Living in the Wood River Valley might not be possible—or, at least, not as much fun—without the area’s many thrift stores. With the cost of living increasing every year, the demand for inexpensive wares, furniture, sporting goods, clothes, art and the millions of other items residents need is also increasing.
Luckily for us, one can typically find all these necessities and more at one of the Wood River Valley’s numerous thrift stores. What’s more, it would be difficult to find a resident of the area who has not benefited from the stores’ various nonprofit benefactors, such as The Community Library, Mountain Humane or The Advocates.
Over decades, The Gold Mine in Ketchum has been a staple of the Wood River Valley. Always filled to the brim with fascinating treasures, the store has been a testament to the area’s generosity since 1955—which, in turn, has been a boon for Ketchum’s Community Library, located a block away. In 2020-21, the thrift store generated more than $760,000 in support of the library and its programs.
Voted “Best Thrift Store” in this year’s Best of the Valley survey, The Gold Mine has even gained fame outside of Blaine County. In November 2021, Ski Magazine lauded the operation: “In Sun Valley, locals spread their passion evenly between powder and supporting the town’s literary heritage. Much of this support comes from The Gold Mine, a sixty-year-old thrift shop that uses 100% of its proceeds to fund cultural happenings at The Community Library.”

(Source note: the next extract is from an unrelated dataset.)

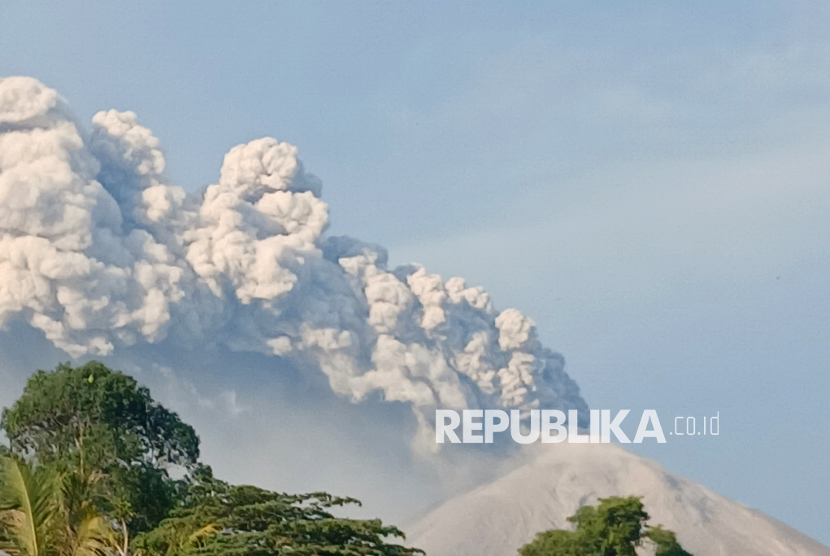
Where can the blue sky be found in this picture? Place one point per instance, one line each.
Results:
(651, 184)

According to Craig Barry, the manager of The Gold Mine, the COVID pandemic took a toll on revenue generated for the library. But as things start to return to normalcy, The Gold Mine is returning to its peak performance.
“Coming out of this COVID period, we have seen our retail sales grow significantly,” he said. “We have received a host of interesting items from the community, and we are often pleasantly surprised with our community’s generosity in donating such incredible items.”

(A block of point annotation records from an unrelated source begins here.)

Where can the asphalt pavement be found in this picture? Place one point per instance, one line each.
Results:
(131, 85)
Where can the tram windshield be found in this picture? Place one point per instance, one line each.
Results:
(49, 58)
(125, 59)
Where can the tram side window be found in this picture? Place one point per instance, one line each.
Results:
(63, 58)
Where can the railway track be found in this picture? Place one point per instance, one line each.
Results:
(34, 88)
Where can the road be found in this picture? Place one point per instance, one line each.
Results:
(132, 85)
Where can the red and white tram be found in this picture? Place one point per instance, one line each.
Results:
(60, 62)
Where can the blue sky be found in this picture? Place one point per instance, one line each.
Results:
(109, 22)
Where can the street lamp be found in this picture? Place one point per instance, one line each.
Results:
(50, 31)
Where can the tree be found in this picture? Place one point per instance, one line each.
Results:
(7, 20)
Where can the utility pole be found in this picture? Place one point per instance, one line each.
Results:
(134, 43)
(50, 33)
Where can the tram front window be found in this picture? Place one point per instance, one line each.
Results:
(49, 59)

Barry added that along with the return of retail sales, the thrill of finding that bargain treasure is also on the rise.
“I think folks love that sense of treasure hunting,” Barry said. “You can see their enthusiasm as they casually shop and socialize with their family, friends and often other shoppers.
“The Gold Mine is truly a reflection of our community--the community’s generosity and our community’s love of the outdoor life and our local culture. [It] is a focal point for the community both with the community members who generously give their donations and the local and out-of-town shoppers who are shopping for basic necessities or discovering some jewel they never thought they needed.”

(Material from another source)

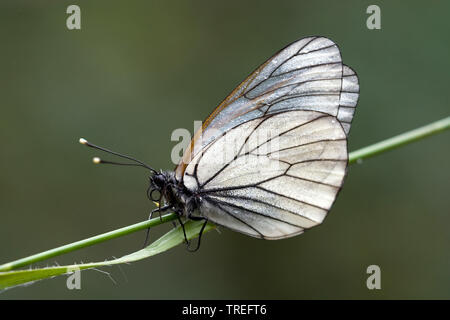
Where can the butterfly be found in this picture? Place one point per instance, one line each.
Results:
(270, 160)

The Attic in Hailey also provides funds for a critical service in the valley: support for victims of sexual and domestic abuse through an organization called The Advocates. According to The Advocates, last fiscal year’s sales from The Attic netted over $190,000 to support victims of abuse in our community.
Lindy Stark, of The Advocates’ Attic, says that buying secondhand items is not only an affordable way to shop, but it also makes us reconsider how we consume fashion.
“Eighty-five percent of clothing in the U.S., including donations, ends up in incinerators or landfills,” Stark said. “Ninety-five percent of items that hit our landfills could be re-worn in their current form. The store also allows us to offer a unique opportunity to put nice and often new items into the hands of those less fortunate.”
According to Stark, the stigma of wearing and buying secondhand clothing is a relic of the past, and that the recent upswing of secondhand clothing has made thrifting “cool.” This assertion is backed up by Thrift World, an organization that partners with nonprofit thrifts all over the planet, which cited a study that showed from 2017 to 2019, secondhand sales increased by 37% in Millennial and 46% in Gen Z shoppers. These two generations are more likely to buy secondhand because they want to shop more sustainably and ethically.
“Finding a beautiful item that makes you feel good, you get a good deal while helping others and our planet is a win-win for all,” said Stark.
Mountain Humane, an animal shelter serving the Wood River Valley and beyond, also provides thrifty wares through The Barkin’ shop in Hailey. All of the proceeds from The Barkin’ go directly to funding Mountain Humane and its mission to serve homeless animals in the community. Mountain Humane is able to use these proceeds to enhance the lives of the shelter animals, which includes providing food and basic care. The organization also uses funds from The Barkin’ to fund adoptions.
From Sun Valley to Bellevue, the area is replete with quality thrift stores. Shopping at these establishments is a win-win for the residents of the Wood River Valley.
Next time you’re looking for furniture, décor, dishware, clothes or just about anything else, consider that the valley’s numerous thrift shops might just provide what you are looking for while benefiting others in the community.